Observability Galaxy · Primer
Before diving into playbooks and tooling, this primer explains how I treat observability inside the Dev and Productivity stacks.1. Vocabulary
- SLA (Service Level Agreement) – External promise; contractual.
- SLO (Service Level Objective) – Internal target; drives engineering focus.
- SLI (Service Level Indicator) – Measurable metric (latency, errors, freshness, etc.).
- Error Budget – 1 - SLO. Spend it intentionally on launches, migrations, experiments.
2. Telemetry Pillars
- Logs – Structured JSON shipped via OpenTelemetry → Vector → Loki.
- Metrics – Prometheus + CloudWatch, aggregated into Honeycomb and Grafana dashboards.

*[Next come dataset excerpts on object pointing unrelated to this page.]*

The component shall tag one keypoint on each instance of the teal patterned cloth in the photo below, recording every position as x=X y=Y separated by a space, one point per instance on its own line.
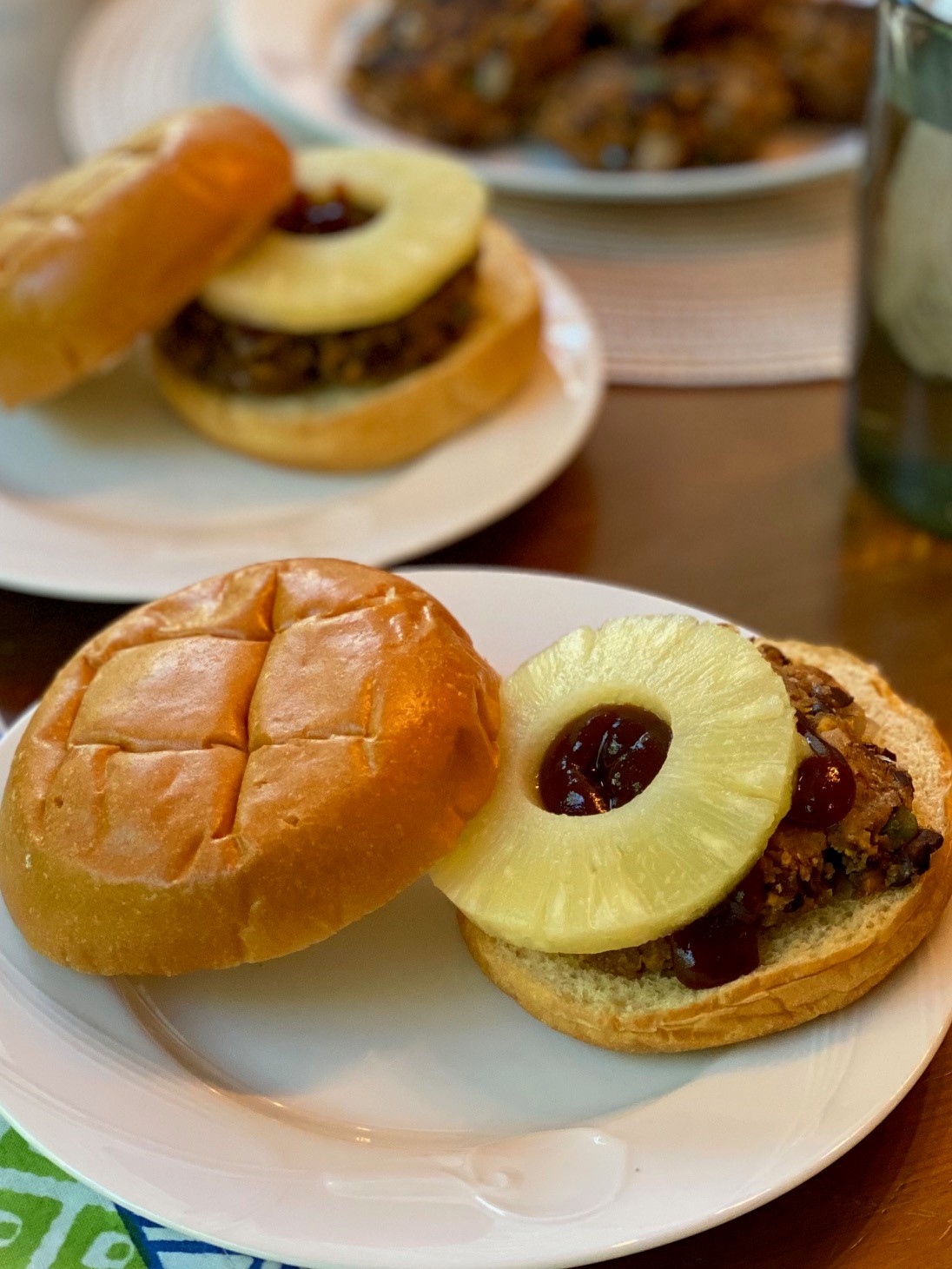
x=51 y=1221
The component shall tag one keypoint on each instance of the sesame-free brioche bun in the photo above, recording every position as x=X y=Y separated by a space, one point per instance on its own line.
x=110 y=249
x=811 y=963
x=354 y=429
x=242 y=768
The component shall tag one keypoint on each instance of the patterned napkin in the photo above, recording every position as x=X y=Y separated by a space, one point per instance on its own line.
x=51 y=1221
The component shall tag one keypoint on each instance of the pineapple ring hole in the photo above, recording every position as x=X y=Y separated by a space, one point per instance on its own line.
x=329 y=208
x=539 y=731
x=603 y=759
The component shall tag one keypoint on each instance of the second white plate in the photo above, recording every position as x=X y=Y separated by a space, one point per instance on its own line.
x=104 y=494
x=296 y=56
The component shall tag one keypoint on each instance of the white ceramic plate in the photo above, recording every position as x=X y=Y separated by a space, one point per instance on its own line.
x=104 y=494
x=296 y=56
x=374 y=1103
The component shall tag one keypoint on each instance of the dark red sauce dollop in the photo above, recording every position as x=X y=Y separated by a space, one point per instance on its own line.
x=603 y=759
x=721 y=946
x=825 y=787
x=306 y=215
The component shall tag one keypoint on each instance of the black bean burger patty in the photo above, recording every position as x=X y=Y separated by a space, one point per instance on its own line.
x=236 y=358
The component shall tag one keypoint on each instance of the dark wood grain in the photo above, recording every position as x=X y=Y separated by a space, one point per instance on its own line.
x=740 y=501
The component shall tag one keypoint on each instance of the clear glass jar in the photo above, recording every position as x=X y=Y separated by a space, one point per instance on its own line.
x=902 y=398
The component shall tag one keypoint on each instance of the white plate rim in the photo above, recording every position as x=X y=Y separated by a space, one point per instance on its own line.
x=518 y=583
x=563 y=307
x=842 y=154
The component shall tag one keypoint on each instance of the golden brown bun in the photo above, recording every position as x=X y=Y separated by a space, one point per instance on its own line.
x=104 y=252
x=242 y=768
x=812 y=963
x=360 y=429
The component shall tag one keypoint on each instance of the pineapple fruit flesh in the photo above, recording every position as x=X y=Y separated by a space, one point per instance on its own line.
x=429 y=214
x=593 y=883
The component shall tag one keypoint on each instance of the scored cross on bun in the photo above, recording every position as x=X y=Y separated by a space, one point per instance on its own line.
x=242 y=768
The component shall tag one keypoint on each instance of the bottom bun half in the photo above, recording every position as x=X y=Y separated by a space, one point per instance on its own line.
x=811 y=963
x=358 y=429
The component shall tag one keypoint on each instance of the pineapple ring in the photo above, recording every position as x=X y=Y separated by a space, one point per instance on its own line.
x=429 y=216
x=592 y=883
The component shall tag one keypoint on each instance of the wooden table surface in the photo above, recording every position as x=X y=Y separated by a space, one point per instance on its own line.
x=740 y=501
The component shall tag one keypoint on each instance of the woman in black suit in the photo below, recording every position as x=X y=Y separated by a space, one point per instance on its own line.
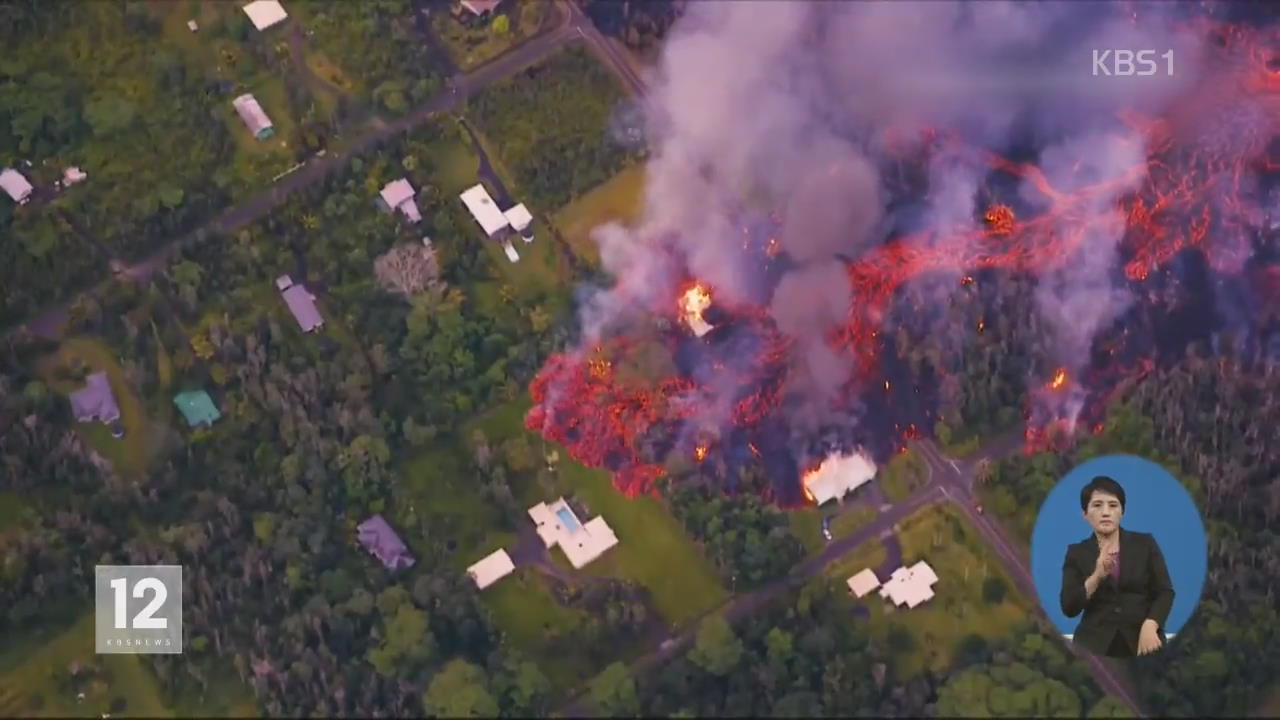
x=1118 y=578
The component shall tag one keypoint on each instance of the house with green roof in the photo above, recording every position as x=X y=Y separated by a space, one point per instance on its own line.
x=197 y=408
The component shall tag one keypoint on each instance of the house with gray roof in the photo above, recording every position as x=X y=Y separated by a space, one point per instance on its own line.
x=301 y=302
x=382 y=542
x=95 y=402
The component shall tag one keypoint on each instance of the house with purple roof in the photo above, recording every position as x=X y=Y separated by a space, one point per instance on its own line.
x=380 y=540
x=95 y=402
x=301 y=302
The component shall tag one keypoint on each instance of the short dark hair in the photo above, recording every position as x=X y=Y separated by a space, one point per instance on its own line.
x=1101 y=483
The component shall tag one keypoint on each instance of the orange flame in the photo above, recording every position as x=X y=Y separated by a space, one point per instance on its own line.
x=1059 y=381
x=1000 y=219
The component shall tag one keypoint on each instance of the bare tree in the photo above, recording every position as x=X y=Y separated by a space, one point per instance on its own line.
x=408 y=269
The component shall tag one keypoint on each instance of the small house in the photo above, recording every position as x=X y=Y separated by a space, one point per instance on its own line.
x=910 y=586
x=378 y=537
x=255 y=118
x=16 y=185
x=520 y=220
x=558 y=525
x=301 y=302
x=492 y=569
x=492 y=220
x=95 y=402
x=197 y=408
x=398 y=195
x=265 y=13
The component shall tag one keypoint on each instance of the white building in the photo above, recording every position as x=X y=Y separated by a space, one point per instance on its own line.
x=863 y=582
x=557 y=524
x=520 y=218
x=16 y=185
x=255 y=118
x=485 y=210
x=265 y=13
x=837 y=477
x=910 y=586
x=398 y=195
x=492 y=569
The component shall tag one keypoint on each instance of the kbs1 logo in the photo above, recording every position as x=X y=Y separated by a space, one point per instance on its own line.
x=1129 y=63
x=137 y=609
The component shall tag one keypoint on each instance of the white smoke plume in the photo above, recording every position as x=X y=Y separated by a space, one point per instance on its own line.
x=787 y=105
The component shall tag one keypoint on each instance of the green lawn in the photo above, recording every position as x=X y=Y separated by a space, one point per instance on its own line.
x=27 y=671
x=869 y=554
x=131 y=454
x=904 y=474
x=961 y=563
x=653 y=550
x=529 y=615
x=476 y=45
x=621 y=199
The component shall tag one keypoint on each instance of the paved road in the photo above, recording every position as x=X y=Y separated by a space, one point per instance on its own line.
x=458 y=87
x=950 y=481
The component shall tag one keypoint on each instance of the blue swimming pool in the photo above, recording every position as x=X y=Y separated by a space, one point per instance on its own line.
x=567 y=520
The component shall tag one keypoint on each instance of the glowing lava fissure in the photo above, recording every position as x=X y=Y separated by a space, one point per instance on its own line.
x=1183 y=197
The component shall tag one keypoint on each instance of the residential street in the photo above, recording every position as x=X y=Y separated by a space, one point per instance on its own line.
x=950 y=481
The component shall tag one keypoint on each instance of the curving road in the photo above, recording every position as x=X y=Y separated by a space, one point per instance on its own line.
x=458 y=87
x=950 y=481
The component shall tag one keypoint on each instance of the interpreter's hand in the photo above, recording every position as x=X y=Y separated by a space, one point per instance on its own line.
x=1106 y=561
x=1148 y=637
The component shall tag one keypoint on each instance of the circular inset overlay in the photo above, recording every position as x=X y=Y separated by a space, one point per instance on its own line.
x=1155 y=504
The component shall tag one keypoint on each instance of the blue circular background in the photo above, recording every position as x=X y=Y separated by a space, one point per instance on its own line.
x=1155 y=502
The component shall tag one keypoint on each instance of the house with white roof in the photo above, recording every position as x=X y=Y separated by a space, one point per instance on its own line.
x=910 y=586
x=255 y=118
x=492 y=220
x=493 y=568
x=265 y=13
x=520 y=219
x=398 y=195
x=863 y=582
x=16 y=185
x=837 y=477
x=558 y=524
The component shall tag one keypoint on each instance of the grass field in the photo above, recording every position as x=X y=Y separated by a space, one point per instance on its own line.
x=653 y=550
x=961 y=563
x=131 y=454
x=526 y=611
x=871 y=554
x=475 y=45
x=620 y=199
x=904 y=474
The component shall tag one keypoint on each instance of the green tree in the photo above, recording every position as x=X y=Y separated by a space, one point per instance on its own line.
x=615 y=691
x=717 y=648
x=460 y=689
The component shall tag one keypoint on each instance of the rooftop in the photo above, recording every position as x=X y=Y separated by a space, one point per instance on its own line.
x=95 y=401
x=265 y=13
x=910 y=586
x=558 y=524
x=484 y=209
x=16 y=185
x=197 y=408
x=304 y=308
x=837 y=477
x=380 y=540
x=492 y=569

- Traces – OpenTelemetry tracing, correlated with session replay for frontend contexts.
3. Dashboard Anatomy
- Executive view: SLA compliance, uptime, cost overlay.
- Pod view: SLO burn-down, top incidents, regression alerts.
- Feature view: specific productivity workflow or AI lab agent performance.
4. Rituals
- Daily: Check burn rates via Slack digest.
- Weekly: Incident narrative review (see
dev/observability.mdx). - Monthly: Cost observability sync—compare spend vs value.